Exceptions to the filing deadline are considered when one of the following situations exists:
Catastrophic event that substantially interferes with normal business operations of the provider, or damage or destruction of the provider’s business office or records by a natural disaster, including, but not limited to, fire, flood, or earthquake; or damage or destruction of the provider’s business office or records by circumstances that are clearly beyond the control of the provider, including, but not limited to, criminal activity. The damage or destruction of business records or criminal activity exception does not apply to any negligent or intentional act of an employee or agent of the provider because these persons are presumed to be within the control of the provider. The presumption can only be rebutted when the intentional acts of the employee or agent lead to termination of employment and filing of criminal charges against the employee or agent.
Providers requesting an exception for catastrophic events must include independent evidence of insurable loss; medical, accident, or death records; or police or fire report substantiating the exception of damage, destruction, or criminal activity.
Providers requesting an exception for the delay or error in the eligibility determination of a client or delay due to erroneous written information from HHSC, its designee, or another state agency must include the written document from HHSC or its designee that contains the erroneous information or explanation of the delayed information.

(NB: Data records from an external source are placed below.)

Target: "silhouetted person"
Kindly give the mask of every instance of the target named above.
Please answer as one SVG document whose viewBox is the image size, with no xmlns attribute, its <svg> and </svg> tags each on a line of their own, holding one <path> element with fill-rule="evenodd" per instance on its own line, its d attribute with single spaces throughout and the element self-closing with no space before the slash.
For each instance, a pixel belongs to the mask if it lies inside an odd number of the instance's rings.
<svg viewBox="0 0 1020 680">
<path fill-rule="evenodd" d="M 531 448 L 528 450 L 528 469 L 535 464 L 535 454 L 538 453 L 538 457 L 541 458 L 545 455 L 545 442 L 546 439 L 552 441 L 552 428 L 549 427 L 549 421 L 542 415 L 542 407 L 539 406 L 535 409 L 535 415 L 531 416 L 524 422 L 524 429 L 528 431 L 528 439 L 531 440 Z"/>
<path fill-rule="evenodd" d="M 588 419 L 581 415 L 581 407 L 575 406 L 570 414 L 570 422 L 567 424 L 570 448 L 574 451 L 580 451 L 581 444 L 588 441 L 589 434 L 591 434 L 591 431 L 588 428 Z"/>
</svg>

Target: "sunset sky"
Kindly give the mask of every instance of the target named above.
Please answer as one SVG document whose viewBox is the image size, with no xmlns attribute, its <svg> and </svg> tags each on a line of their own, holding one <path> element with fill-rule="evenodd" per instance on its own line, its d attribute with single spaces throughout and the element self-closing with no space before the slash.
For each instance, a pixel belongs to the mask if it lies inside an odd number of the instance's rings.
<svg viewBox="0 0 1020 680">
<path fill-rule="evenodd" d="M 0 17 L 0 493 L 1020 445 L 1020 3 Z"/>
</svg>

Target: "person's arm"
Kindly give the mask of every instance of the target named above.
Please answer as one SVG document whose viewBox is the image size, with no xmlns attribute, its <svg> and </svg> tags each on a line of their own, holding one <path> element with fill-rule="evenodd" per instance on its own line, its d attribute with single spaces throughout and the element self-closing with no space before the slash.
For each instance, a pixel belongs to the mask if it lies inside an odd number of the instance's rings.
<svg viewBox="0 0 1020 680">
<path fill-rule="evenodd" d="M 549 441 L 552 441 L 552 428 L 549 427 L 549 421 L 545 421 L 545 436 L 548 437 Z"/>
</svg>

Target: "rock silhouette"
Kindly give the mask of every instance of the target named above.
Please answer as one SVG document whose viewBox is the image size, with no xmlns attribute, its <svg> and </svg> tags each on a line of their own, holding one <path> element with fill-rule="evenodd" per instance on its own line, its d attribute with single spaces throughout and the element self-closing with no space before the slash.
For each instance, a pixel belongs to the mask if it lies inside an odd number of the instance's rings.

Providers requesting an exception for the delay due to electronic claim or system implementation problems experienced by HHSC, its designee, or Texas Medicaid providers must include the written repair statement, invoice, computer or modem generated error report (indicating attempts to transmit the data failed for reasons outside the control of the provider), or the explanation for the system implementation problems.

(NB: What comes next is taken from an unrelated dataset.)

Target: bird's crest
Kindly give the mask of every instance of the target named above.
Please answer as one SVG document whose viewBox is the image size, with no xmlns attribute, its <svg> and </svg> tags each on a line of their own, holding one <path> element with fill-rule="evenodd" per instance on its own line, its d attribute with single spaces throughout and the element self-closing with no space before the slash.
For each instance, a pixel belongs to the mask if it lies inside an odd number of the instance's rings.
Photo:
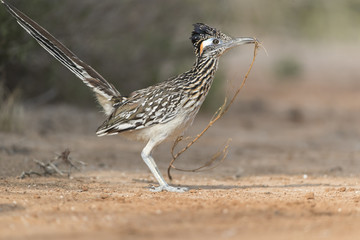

The documentation must include a detailed explanation made by the person making the repairs or installing the system, specifically indicating the relationship and impact of the computer problem or system implementation to claims submission, and a detailed statement explaining why alternative billing procedures were not initiated after the delay in repairs or system implementation was known.
If the provider is requesting an exception based upon an electronic claim or system implementation problem experienced by HHSC or its designee, the provider must submit a written statement outlining the details of the electronic claim or system implementation problems experienced by HHSC or its designee that caused the delay in the submission of claims by the provider, any steps taken to notify the state or its designee of the problem, and a verification that the delay was not caused by the neglect, indifference, or lack of diligence on the part of the provider or its employees or agents.
Submission of claims occurred within the 365‑day federal filing deadline, but the claim was not filed within 95 days from the date of service because the service was determined to be a benefit of the Medicaid program, and an effective date for the new benefit was applied retroactively.
Providers requesting an exception for claims that were submitted within the 365-day federal filing deadline, but were not filed within the 95-days of the date of service because the service was determined to be a benefit of Texas Medicaid and an effective date for the new benefit was applied retroactively, must include a written, detailed explanation of the facts and documentation to demonstrate the 365‑day federal filing deadline for the benefit was met.
Providers requesting an exception for client eligibility determined retroactively and the provider is not notified of retroactive coverage must include a written, detailed explanation of the facts and activities illustrating the provider’s efforts in requesting eligibility information for the client. The explanation must contain dates, contact information, and any responses from the client.